9.810 Beiträge ▪ Schlüsselwörter: Gesellschaft, Männer, Diskriminierung ▪ Abonnieren: Feed E-Mail

Die verdrängte Diskriminierung von Männern in unserer Gesellschaft

um 15:36
Zitat von jorkisjorkis schrieb:Es spricht ja biologisch nichts dagegen, dass Männer die Wäsche machen oder die Kinder hüten
Auch "jein". Es gibt ja einen Grund, warum das nahezu überall Frauen machen. Weil sie aus der biologischen Notwendigkeit heraus das Kind "erst mal haben". Der Mann kann biologisch sein Soll erfüllen und innerhalb der kommenden 9 Monate jederzeit rein faktisch betrachtet weg sein. "Rein faktisch" bedeutet, die Hürden sind viel geringer, weil die biologische Bindung geringer ist. Was zur Folge hat, dass es doch eine Korrelation zwischen Biologie und letztlich der "Aufzucht" gibt.

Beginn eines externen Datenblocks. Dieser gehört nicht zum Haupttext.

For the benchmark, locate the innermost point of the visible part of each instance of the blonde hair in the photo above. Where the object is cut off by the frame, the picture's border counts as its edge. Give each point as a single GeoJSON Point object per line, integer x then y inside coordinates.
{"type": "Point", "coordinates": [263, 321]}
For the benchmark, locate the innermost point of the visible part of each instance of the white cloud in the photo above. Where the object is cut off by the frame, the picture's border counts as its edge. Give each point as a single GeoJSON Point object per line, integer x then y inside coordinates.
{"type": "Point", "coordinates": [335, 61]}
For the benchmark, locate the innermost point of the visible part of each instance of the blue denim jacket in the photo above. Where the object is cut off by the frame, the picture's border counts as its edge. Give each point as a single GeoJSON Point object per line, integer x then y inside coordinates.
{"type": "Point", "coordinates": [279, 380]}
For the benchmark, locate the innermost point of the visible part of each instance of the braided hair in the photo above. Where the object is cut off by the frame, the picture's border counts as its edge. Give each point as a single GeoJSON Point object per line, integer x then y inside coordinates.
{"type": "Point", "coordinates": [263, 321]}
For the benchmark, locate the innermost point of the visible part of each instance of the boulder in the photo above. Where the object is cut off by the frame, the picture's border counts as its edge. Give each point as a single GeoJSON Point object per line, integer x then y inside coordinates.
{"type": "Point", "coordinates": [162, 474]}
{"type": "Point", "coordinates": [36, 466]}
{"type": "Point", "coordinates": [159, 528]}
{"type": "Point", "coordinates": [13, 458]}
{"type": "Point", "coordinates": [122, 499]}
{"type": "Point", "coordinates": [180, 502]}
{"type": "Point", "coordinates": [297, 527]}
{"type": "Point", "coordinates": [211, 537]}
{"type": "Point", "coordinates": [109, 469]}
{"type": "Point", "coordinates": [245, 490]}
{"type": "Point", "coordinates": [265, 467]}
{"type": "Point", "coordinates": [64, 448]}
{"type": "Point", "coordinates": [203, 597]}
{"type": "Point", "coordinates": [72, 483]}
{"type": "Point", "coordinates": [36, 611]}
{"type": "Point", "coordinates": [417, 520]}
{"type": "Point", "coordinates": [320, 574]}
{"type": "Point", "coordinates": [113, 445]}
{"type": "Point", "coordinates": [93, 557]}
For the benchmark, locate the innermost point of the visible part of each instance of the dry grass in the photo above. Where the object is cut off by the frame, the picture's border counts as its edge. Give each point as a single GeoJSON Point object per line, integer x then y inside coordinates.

Du hast recht, das wäre nicht zwingend - ist aber so. Und Du hast auch recht damit, dass wir viele Fortschritte gemacht haben (die in meinen Augen in Teilen auch wieder rückläufig sind). Insofern wäre eine geschlechterunabhängige Wehr/Dienst-Pflicht wichtig. Aber - damit nähern wir uns dem Threadthema: Nicht weil Männer dadurch "versteckt diskriminiert" werden.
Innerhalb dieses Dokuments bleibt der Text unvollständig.